Students master how internal and external structures support survival, growth, behavior, and reproduction in organisms. Through investigating giraffe-Acacia tree relationships or examining structural adaptations across environments, visiting stations featuring plant and animal specimens from different U.S. regions identifying survival structures creating field guide booklets, and using biomimicry designing products inspired by nature's solutions, students learn structure determines function.
- Lesson 1

Solve: Killer Giraffe Mystery + Vocabulary Mind Map
These giraffes are in trouble. Some people are convinced the giraffes are destroying their Acacia trees—and they want them removed. Students follow Mosa as she studies structures of both species. Giraffe structures: long necks reach high leaves, long tongues grab around thorns, tough mouths handle spiky branches, strong legs cover distances finding food. Acacia tree structures: thorns deter most animals (but not giraffes), leaves provide nutrition, seed pods need distribution. The revelation: giraffes and Acacia trees have a mutualistic relationship! Giraffes get food, Acacia trees get seed dispersal when giraffes eat pods and deposit seeds elsewhere.
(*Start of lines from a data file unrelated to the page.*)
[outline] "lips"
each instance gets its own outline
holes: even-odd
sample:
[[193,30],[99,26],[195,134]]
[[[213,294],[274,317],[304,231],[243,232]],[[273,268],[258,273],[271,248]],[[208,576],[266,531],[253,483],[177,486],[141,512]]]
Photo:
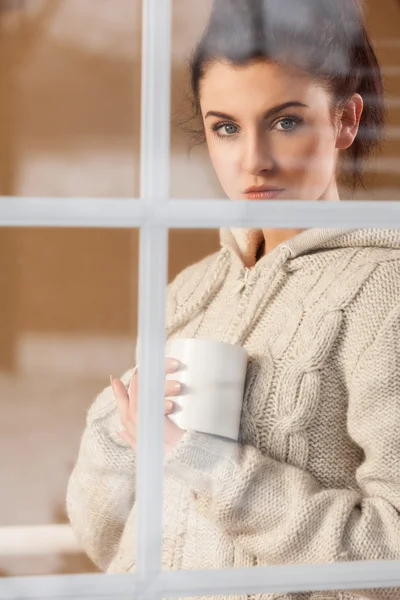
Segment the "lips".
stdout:
[[252,186],[243,192],[247,200],[273,200],[284,191],[283,188],[270,187],[266,185]]

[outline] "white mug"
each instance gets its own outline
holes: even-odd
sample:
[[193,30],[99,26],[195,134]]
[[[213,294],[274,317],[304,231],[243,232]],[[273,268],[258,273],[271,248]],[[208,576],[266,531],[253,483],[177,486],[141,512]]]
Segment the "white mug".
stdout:
[[194,429],[238,440],[248,355],[241,346],[204,339],[175,338],[167,356],[180,366],[167,379],[179,381],[169,418],[181,429]]

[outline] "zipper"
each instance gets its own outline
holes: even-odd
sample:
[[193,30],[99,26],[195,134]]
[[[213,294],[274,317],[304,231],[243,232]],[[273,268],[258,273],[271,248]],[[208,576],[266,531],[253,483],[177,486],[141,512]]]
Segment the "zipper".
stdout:
[[247,285],[247,280],[249,278],[249,275],[250,275],[250,269],[248,267],[245,267],[243,279],[234,288],[234,290],[233,290],[233,292],[231,294],[231,298],[234,298],[235,296],[237,296],[238,294],[240,294],[240,292],[242,292],[244,290],[244,288]]

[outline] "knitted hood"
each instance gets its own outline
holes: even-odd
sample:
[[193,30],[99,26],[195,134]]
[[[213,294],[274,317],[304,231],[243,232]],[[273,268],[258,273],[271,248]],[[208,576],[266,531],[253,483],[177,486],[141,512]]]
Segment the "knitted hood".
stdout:
[[[237,280],[237,291],[245,285],[244,259],[254,263],[257,249],[263,240],[261,229],[221,229],[221,251],[191,268],[192,277],[180,294],[179,310],[170,320],[168,333],[172,333],[184,322],[199,313],[224,285],[228,273]],[[368,248],[371,261],[399,259],[400,230],[397,229],[307,229],[295,237],[279,244],[268,252],[251,269],[251,277],[257,280],[260,293],[257,302],[247,311],[248,327],[243,328],[235,343],[242,342],[243,335],[265,307],[268,298],[279,282],[278,274],[295,268],[294,259],[310,256],[315,258],[319,251],[340,248]],[[311,256],[313,255],[313,256]],[[239,334],[238,334],[239,335]],[[233,339],[233,337],[232,337]]]
[[[255,259],[263,240],[261,229],[221,229],[222,248],[226,248],[233,260]],[[307,229],[280,244],[270,254],[287,250],[286,259],[333,248],[391,248],[400,249],[398,229]]]

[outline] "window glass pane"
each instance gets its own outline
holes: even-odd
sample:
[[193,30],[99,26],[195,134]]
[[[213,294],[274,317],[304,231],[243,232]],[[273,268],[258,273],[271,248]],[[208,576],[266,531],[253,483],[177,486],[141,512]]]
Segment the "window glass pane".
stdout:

They help each other survive—removal would harm both species.
- Lesson 2

Make: Lab Stations: Compile a Field Guide as you Compare Structures and Functions of Plants & Animals
Station activities around the classroom featuring photographs, videos, and possibly physical specimens of plants and animals from different environments. Students visit each station, identify structures supporting growth, survival, or reproduction, and document findings. Examples might include: desert plants with water-storing stems, birds with specialized beaks for different foods, fish with fins for swimming, flowers with bright petals attracting pollinators, mammals with fur for temperature regulation. Students compile knowledge into field guide booklets, illustrating structures and explaining how each supports the organism's survival in its specific habitat.
- Lesson 3

Engineer: Engineer a Solution to a Human Problem Using Biomimicry
Study plant and animal structures, then use biomimicry—copying nature's solutions—to design products solving human problems. Students examine resource cards showing adaptations (gecko feet stick to surfaces, lotus leaves repel water, whale fins provide efficient swimming, bird wings enable flight, spider silk creates strong lightweight material). They choose one organism's structure as inspiration, identify a human problem it could solve (sticky tape from gecko feet? waterproof fabric from lotus leaves? efficient propellers from whale fins?), design products using those principles, build prototypes with cardboard, paper, tape, and craft materials, then present biomimicry solutions.